Description
When backing up a table, setting the read-percentage doesn't result in expected throughput:
The calc to ascertain what the throughput should be is correct but using that value as the limit on a scan does not result in that throughput.
Setting the limit on scan merely prevents a scan operation from reading more than that many items in a single scan operation.
Items are not equivalent to units of throughput (which is more a measure of data size than count).
Scans are not limited to 1 per second.
So, with a table capacity of 10 and a read-percentage of 0.8, the expected throughput would be 8 units/second.
BUT setting the scan limit to 8 only tells it to consume a max of 8 items (or the max of 1MB). Those items could be of any size. From the dynamo docs:
"One read capacity unit represents one strongly consistent read per second, or two eventually consistent reads per second, for an item up to 4 KB in size".
So, if each item in our example was a little bigger than 4K, consuming 8 items will actually use 16 units of capacity.
So, while memory is being protected by limiting the scan, it doesn't result in the desired read-percentage throughput.
I think what this needs is a delay of some sort.

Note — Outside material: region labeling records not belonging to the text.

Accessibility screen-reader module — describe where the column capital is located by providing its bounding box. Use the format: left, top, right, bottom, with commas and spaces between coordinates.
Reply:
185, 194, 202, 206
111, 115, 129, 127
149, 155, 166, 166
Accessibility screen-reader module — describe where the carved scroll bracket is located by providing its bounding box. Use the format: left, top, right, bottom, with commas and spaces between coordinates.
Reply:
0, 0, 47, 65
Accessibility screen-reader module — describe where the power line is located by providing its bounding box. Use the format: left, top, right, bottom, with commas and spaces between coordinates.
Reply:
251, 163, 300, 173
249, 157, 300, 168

There's a nice approach described here:
https://aws.amazon.com/blogs/developer/rate-limited-scans-in-amazon-dynamodb/
using Google Guava's RateLimiter class...
Essentially, it uses the metadata passed back by dyanmo to calculate consumed throughput and the rate limiter to achieve the throughput required.
I've attached a graph showing consumed throughput on a table during 2 backup operations:
- Back up a table with read-percentage set to 0.8 and a table capacity of 10
- Back up a table with read-percentage set to 0.8 and a table capacity of 5
As you can see, this isn't quite what was expected :)
Any chance this functionality could be added?